Kau tahu apa yang aku kagumi dari hujan? Ia tetap melaksanakan tugasnya walau ia tahu betapa sakitnya jatuh berkali kali.
Jika kau hujan, maka biarkan aku menjadi pelangi yang muncul dengan segala keindahannya setelah kau sakit karena jatuh berkali kali.
..
Langit tampak berwarna kelabu, angin yang tadinya bertiup sepoi sepoi membelai kening setiap insan yang basah karena keringat kini telah berubah mengganas dan menerbangkan butiran debu kesana kemari. Suasana didalam kelas begitu hening, semua siswa sibuk berkutat dengan lembar soal masing masing dan Bu guru mengawasi didepan dengan teliti. Matanya yang tajam terus memperhatikan gerak gerik para siswa yang mencurigakan. Test kemampuan mata pelajaran matematika tengah berlangsung.

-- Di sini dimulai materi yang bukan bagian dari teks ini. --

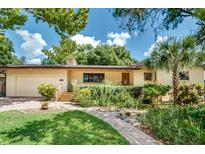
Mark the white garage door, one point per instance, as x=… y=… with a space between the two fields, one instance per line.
x=28 y=85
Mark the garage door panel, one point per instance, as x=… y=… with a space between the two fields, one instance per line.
x=28 y=85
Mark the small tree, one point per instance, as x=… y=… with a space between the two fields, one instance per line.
x=174 y=55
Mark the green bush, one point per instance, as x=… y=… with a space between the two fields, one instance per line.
x=134 y=91
x=83 y=97
x=47 y=91
x=177 y=124
x=101 y=95
x=190 y=94
x=152 y=92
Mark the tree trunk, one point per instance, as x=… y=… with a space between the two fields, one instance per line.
x=175 y=83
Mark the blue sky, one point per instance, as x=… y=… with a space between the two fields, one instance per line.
x=102 y=28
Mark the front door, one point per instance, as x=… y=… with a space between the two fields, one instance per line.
x=2 y=85
x=125 y=78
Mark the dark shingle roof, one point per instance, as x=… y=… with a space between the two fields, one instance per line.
x=137 y=66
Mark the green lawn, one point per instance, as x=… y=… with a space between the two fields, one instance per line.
x=71 y=127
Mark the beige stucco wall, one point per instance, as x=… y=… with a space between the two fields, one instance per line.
x=113 y=76
x=196 y=75
x=138 y=77
x=25 y=81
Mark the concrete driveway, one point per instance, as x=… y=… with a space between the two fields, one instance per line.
x=11 y=103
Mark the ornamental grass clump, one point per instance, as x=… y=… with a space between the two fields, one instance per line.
x=47 y=91
x=177 y=124
x=190 y=94
x=105 y=96
x=83 y=97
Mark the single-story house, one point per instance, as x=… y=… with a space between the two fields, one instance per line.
x=23 y=80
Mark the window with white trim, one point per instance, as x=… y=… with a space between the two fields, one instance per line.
x=93 y=77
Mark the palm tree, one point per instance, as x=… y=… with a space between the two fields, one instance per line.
x=174 y=55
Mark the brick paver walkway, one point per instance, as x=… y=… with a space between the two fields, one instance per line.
x=132 y=134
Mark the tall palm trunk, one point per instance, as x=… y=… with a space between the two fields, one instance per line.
x=175 y=83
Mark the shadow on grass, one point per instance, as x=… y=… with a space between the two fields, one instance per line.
x=73 y=127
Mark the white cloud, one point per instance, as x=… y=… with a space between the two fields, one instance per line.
x=135 y=33
x=82 y=40
x=32 y=46
x=117 y=38
x=154 y=45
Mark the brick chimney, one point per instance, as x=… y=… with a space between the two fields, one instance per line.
x=71 y=61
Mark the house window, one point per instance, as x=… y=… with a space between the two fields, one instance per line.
x=93 y=77
x=148 y=76
x=184 y=75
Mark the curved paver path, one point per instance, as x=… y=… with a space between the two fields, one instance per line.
x=134 y=135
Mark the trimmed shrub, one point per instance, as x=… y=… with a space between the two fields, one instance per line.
x=47 y=91
x=101 y=95
x=177 y=124
x=152 y=92
x=83 y=97
x=190 y=94
x=134 y=91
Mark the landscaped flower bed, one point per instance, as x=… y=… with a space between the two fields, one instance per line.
x=177 y=124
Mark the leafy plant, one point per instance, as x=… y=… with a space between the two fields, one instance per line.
x=47 y=91
x=151 y=92
x=102 y=95
x=189 y=94
x=83 y=97
x=177 y=124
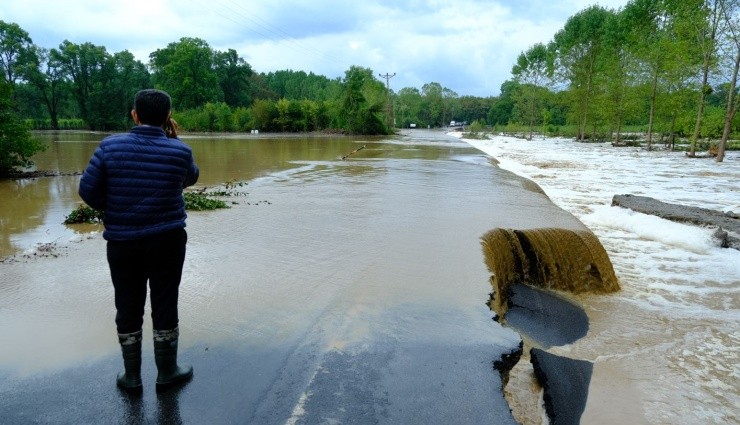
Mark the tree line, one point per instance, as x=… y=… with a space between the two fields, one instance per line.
x=664 y=68
x=670 y=66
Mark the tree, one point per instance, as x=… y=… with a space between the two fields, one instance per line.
x=362 y=102
x=502 y=109
x=433 y=104
x=730 y=12
x=16 y=144
x=531 y=70
x=47 y=76
x=15 y=51
x=186 y=70
x=82 y=64
x=706 y=31
x=234 y=78
x=576 y=49
x=408 y=104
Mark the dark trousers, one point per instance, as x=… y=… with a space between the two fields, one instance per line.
x=157 y=260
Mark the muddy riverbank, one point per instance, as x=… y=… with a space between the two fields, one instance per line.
x=356 y=293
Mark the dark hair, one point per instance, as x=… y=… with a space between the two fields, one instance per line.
x=152 y=106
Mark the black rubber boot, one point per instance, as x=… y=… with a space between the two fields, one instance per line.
x=130 y=379
x=169 y=374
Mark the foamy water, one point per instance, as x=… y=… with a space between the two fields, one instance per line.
x=674 y=326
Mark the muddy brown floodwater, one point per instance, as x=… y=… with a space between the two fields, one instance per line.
x=377 y=253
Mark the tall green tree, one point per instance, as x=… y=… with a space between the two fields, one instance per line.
x=15 y=51
x=502 y=110
x=47 y=75
x=433 y=104
x=706 y=30
x=16 y=144
x=731 y=15
x=82 y=65
x=234 y=78
x=186 y=70
x=408 y=107
x=362 y=102
x=531 y=70
x=577 y=49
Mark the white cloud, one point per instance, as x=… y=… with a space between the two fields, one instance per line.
x=468 y=46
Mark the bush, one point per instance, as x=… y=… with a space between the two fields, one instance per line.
x=16 y=144
x=197 y=201
x=84 y=214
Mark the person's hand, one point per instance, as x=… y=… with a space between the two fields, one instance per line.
x=171 y=128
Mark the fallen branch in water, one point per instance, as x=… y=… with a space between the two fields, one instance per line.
x=353 y=152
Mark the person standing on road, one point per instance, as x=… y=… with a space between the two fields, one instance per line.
x=137 y=180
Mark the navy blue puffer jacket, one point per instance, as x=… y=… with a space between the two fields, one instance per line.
x=137 y=179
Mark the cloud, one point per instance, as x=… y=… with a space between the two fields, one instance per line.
x=467 y=46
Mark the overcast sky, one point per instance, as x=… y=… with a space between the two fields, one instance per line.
x=468 y=46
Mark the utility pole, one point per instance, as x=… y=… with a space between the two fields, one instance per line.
x=388 y=115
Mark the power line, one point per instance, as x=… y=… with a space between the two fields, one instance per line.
x=264 y=29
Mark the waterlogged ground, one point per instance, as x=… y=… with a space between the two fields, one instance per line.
x=332 y=291
x=667 y=346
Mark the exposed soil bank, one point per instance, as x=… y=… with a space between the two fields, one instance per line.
x=726 y=221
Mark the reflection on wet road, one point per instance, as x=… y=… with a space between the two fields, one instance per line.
x=357 y=294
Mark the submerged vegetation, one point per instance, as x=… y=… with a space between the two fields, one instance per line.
x=664 y=69
x=195 y=200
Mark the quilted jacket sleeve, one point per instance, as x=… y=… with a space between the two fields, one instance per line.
x=92 y=183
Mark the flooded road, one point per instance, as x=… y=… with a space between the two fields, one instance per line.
x=348 y=291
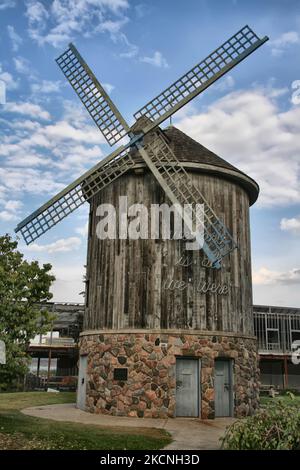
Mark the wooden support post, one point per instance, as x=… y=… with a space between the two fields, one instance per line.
x=38 y=367
x=285 y=374
x=49 y=366
x=49 y=358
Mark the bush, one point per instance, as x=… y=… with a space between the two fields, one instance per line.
x=273 y=428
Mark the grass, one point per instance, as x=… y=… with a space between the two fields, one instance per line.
x=18 y=431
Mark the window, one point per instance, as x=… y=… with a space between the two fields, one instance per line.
x=121 y=373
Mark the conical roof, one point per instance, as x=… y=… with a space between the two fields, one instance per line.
x=197 y=157
x=187 y=149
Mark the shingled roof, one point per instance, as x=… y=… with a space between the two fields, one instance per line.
x=187 y=149
x=192 y=152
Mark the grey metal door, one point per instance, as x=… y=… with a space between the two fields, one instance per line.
x=187 y=387
x=81 y=387
x=223 y=388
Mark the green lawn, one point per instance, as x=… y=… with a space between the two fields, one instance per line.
x=18 y=431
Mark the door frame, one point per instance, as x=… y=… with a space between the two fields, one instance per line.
x=198 y=359
x=85 y=380
x=230 y=362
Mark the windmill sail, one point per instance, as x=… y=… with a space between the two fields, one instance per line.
x=93 y=96
x=179 y=187
x=74 y=195
x=200 y=77
x=156 y=153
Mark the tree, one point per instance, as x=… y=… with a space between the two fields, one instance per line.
x=23 y=286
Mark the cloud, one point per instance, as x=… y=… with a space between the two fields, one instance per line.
x=7 y=4
x=62 y=20
x=69 y=282
x=291 y=225
x=22 y=65
x=16 y=40
x=11 y=210
x=248 y=129
x=19 y=180
x=27 y=109
x=279 y=44
x=46 y=86
x=62 y=245
x=264 y=276
x=8 y=79
x=131 y=50
x=83 y=230
x=157 y=60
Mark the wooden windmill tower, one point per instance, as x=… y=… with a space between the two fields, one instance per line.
x=166 y=332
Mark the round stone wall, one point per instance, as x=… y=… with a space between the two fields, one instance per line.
x=149 y=360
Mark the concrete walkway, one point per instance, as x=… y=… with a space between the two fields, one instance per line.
x=187 y=434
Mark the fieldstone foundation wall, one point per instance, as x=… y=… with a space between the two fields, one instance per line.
x=150 y=357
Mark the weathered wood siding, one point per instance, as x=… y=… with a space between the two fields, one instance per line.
x=126 y=278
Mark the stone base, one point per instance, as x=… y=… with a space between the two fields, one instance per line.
x=150 y=360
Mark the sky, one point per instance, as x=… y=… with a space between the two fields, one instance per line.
x=251 y=117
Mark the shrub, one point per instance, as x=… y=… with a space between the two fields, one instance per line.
x=273 y=428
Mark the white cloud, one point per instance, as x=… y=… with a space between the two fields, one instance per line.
x=16 y=40
x=8 y=79
x=248 y=129
x=7 y=4
x=83 y=230
x=11 y=210
x=69 y=283
x=29 y=180
x=13 y=205
x=108 y=87
x=22 y=65
x=131 y=50
x=265 y=276
x=291 y=225
x=46 y=86
x=27 y=109
x=62 y=130
x=60 y=246
x=157 y=60
x=285 y=40
x=62 y=20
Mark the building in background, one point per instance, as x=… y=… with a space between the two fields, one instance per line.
x=55 y=357
x=278 y=331
x=55 y=354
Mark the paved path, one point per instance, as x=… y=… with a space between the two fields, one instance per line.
x=194 y=434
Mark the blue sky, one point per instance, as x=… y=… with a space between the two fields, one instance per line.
x=137 y=48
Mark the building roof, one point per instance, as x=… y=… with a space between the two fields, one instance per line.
x=187 y=149
x=197 y=157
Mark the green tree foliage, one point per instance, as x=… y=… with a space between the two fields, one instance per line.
x=23 y=285
x=277 y=427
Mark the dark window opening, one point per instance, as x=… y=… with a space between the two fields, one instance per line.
x=121 y=373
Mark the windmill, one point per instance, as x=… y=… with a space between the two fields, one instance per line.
x=156 y=153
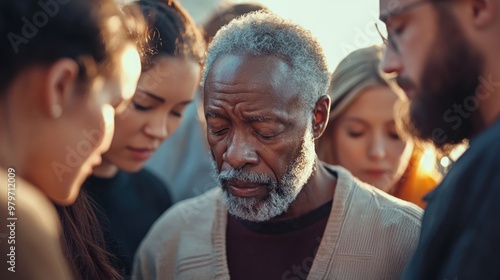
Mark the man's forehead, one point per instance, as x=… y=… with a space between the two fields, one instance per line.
x=390 y=8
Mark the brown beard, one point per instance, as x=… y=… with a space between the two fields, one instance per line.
x=441 y=111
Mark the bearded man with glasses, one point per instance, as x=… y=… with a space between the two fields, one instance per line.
x=446 y=55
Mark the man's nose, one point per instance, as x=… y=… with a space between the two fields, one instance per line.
x=240 y=151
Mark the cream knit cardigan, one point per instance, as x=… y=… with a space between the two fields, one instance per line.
x=369 y=235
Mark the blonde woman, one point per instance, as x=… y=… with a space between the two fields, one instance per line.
x=361 y=134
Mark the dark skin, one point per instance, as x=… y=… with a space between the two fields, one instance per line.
x=255 y=122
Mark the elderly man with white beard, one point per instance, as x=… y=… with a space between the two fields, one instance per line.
x=279 y=212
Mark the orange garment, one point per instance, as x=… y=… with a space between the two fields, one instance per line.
x=417 y=182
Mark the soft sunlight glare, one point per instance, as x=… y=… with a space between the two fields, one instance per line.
x=340 y=26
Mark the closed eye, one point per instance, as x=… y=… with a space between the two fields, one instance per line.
x=140 y=107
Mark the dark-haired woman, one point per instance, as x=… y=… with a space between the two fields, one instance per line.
x=128 y=197
x=63 y=64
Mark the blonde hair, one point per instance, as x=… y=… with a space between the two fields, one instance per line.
x=356 y=72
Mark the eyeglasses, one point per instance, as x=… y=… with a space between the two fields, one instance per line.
x=389 y=42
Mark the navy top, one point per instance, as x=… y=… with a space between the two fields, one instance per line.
x=460 y=234
x=126 y=206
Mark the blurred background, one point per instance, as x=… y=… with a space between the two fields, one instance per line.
x=340 y=26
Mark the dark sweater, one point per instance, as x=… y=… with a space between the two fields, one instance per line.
x=126 y=206
x=461 y=229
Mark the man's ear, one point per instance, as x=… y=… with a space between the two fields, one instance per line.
x=321 y=115
x=59 y=85
x=484 y=12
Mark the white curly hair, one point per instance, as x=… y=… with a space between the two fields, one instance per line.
x=264 y=33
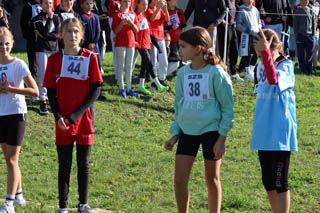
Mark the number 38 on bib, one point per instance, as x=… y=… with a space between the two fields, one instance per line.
x=196 y=87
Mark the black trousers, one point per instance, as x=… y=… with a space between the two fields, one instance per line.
x=232 y=46
x=31 y=53
x=146 y=65
x=65 y=162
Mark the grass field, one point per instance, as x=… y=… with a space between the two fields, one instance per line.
x=131 y=171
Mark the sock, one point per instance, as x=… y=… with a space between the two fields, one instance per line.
x=9 y=200
x=141 y=84
x=19 y=194
x=157 y=82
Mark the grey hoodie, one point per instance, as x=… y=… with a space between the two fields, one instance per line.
x=248 y=20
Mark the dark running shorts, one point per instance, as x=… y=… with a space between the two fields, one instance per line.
x=189 y=144
x=12 y=128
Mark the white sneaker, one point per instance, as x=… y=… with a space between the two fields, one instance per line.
x=236 y=77
x=249 y=73
x=6 y=209
x=19 y=202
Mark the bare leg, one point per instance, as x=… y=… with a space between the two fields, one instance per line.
x=213 y=184
x=183 y=167
x=11 y=154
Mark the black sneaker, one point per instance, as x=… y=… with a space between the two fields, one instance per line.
x=43 y=109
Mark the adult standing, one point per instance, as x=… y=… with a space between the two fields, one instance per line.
x=273 y=13
x=208 y=14
x=232 y=39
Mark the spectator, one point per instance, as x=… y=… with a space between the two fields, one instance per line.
x=207 y=14
x=304 y=25
x=30 y=10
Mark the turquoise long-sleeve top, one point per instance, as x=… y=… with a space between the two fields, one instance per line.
x=203 y=102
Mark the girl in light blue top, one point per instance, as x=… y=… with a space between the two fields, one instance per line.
x=274 y=132
x=203 y=115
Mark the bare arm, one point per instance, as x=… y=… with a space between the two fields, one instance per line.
x=31 y=90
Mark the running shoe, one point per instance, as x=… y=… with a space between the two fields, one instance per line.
x=143 y=90
x=122 y=93
x=5 y=208
x=85 y=208
x=131 y=93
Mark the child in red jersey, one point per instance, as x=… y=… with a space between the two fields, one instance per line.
x=124 y=25
x=144 y=45
x=73 y=81
x=175 y=26
x=158 y=18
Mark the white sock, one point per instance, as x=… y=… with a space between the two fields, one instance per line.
x=157 y=82
x=141 y=84
x=19 y=194
x=9 y=200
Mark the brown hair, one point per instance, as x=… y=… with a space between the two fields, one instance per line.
x=200 y=36
x=5 y=32
x=73 y=21
x=276 y=43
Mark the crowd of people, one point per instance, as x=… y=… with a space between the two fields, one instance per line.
x=66 y=42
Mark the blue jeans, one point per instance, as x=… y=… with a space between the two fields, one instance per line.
x=305 y=45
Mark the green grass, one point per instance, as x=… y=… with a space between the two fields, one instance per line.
x=131 y=171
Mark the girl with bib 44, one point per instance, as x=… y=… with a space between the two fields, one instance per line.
x=14 y=73
x=203 y=115
x=274 y=131
x=73 y=81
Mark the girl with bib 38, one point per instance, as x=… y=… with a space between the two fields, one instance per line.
x=73 y=80
x=203 y=115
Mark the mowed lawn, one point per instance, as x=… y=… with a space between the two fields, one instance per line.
x=131 y=172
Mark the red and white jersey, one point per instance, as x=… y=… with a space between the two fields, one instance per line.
x=72 y=76
x=143 y=37
x=126 y=36
x=158 y=23
x=176 y=17
x=14 y=73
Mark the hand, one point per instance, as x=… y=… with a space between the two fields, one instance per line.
x=91 y=46
x=211 y=28
x=63 y=124
x=170 y=143
x=176 y=26
x=268 y=20
x=219 y=149
x=260 y=43
x=284 y=18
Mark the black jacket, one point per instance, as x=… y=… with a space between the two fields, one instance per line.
x=48 y=28
x=29 y=11
x=279 y=7
x=206 y=12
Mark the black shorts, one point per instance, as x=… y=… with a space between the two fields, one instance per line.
x=189 y=144
x=275 y=167
x=12 y=128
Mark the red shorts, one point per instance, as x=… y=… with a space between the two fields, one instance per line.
x=80 y=139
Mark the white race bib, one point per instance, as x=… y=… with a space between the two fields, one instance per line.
x=196 y=87
x=76 y=67
x=66 y=16
x=174 y=19
x=144 y=24
x=244 y=44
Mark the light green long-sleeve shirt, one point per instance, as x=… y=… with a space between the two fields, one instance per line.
x=203 y=101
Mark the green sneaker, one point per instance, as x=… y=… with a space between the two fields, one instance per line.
x=162 y=88
x=144 y=91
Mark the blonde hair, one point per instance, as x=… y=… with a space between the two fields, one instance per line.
x=73 y=21
x=5 y=32
x=200 y=36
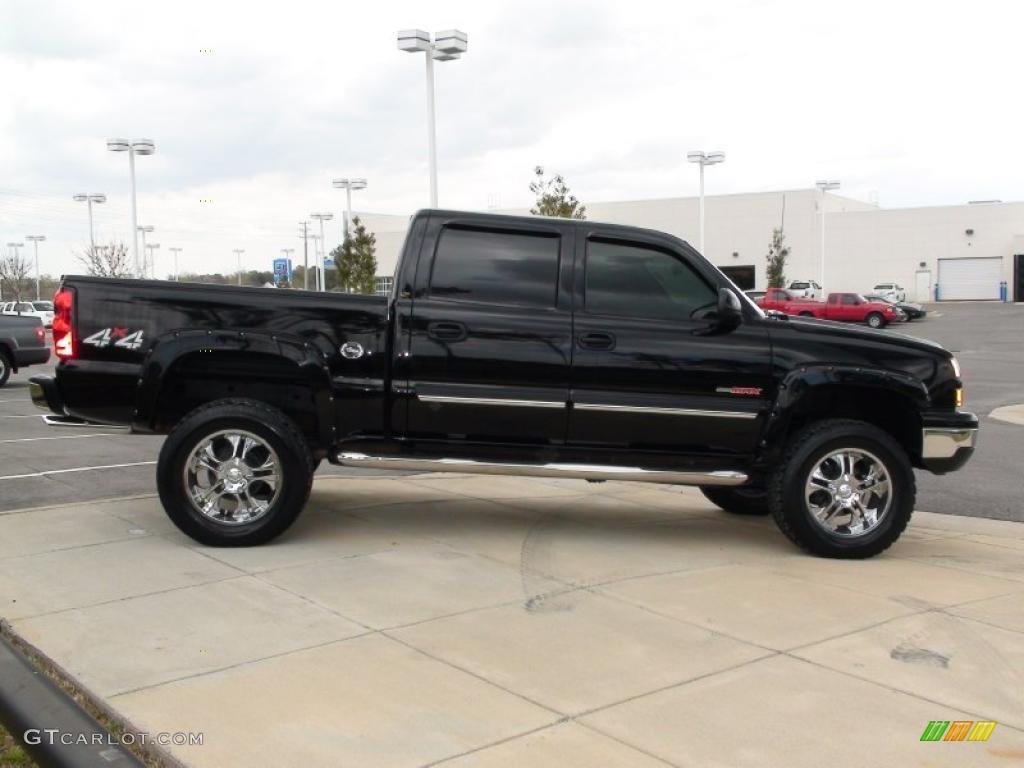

"Yang sudah selesai boleh pulang."
Celetuk Bu Guru disela sela keheningan. Para murid langsung diserang kepanikan. Panik karena waktu yang sudah semakin sore, panik karena langit yang akan segera turun hujan, panik karena masih ada yang belum terisi jawaban, adapula yang panik karena belum selesai menyalin jawaban teman. Semua beradu padu mengeluarkan bunyi desisan, bisikan, suara sobekan kertas atau apapun. Harmoni yang indah. Hanya Tuhan yang mampu membuat suara suara biasa tadi menjadi harmoni yang enak didengar di kala senja.
Satu persatu murid yang merasa pintar dan sudah mengumpulkan lembar jawabannya mulai berjalan keluar meninggalkan kelas. Tak banyak memang, perlahan tapi pasti. Dari sekian banyak murid yang masih mengerjakan soal. Sunggyu lah yang terlihat paling menonjol, ia sudah dua kali ditegur oleh bu guru untuk tidak berdiskusi atau menanyakan jawaban dan mengancam untuk mengurangi nilainya. Dua kali itu pula ia hanya menjawabnya dengan cengiran tanpa dosa andalannya. Gadis bergigi depan mirip hamster itu kini sibuk melancarkan aksinya; Menyalin jawaban temannya. Entah itu teman yang berada didepan, belakang, kanan ataupun kiri. Dia tidak akan melewatkan kesempatan emasnya.
Sunggyu bilang, ia menyalin jawaban— garis miring mencontek—karena ia belum siap menghadapi test kemampuan yang diadakan secara mendadak tanpa ada kesempatan belajar. Padahal jika ia diberi kesempatan untuk belajar terlebih dahulu, pasti ia tidak akan menyiakan jawaban temannya juga. Berhubung besok juga masih ada test kemampuan mata pelajaran fisika, menurut teman sekelasnya lebih baik untuk diadakan sekarang saja daripada besok mengahadapi test kemampuan berkali kali dan itu membuat kepala pusing tujuh keliling. Anak muda jaman sekarang.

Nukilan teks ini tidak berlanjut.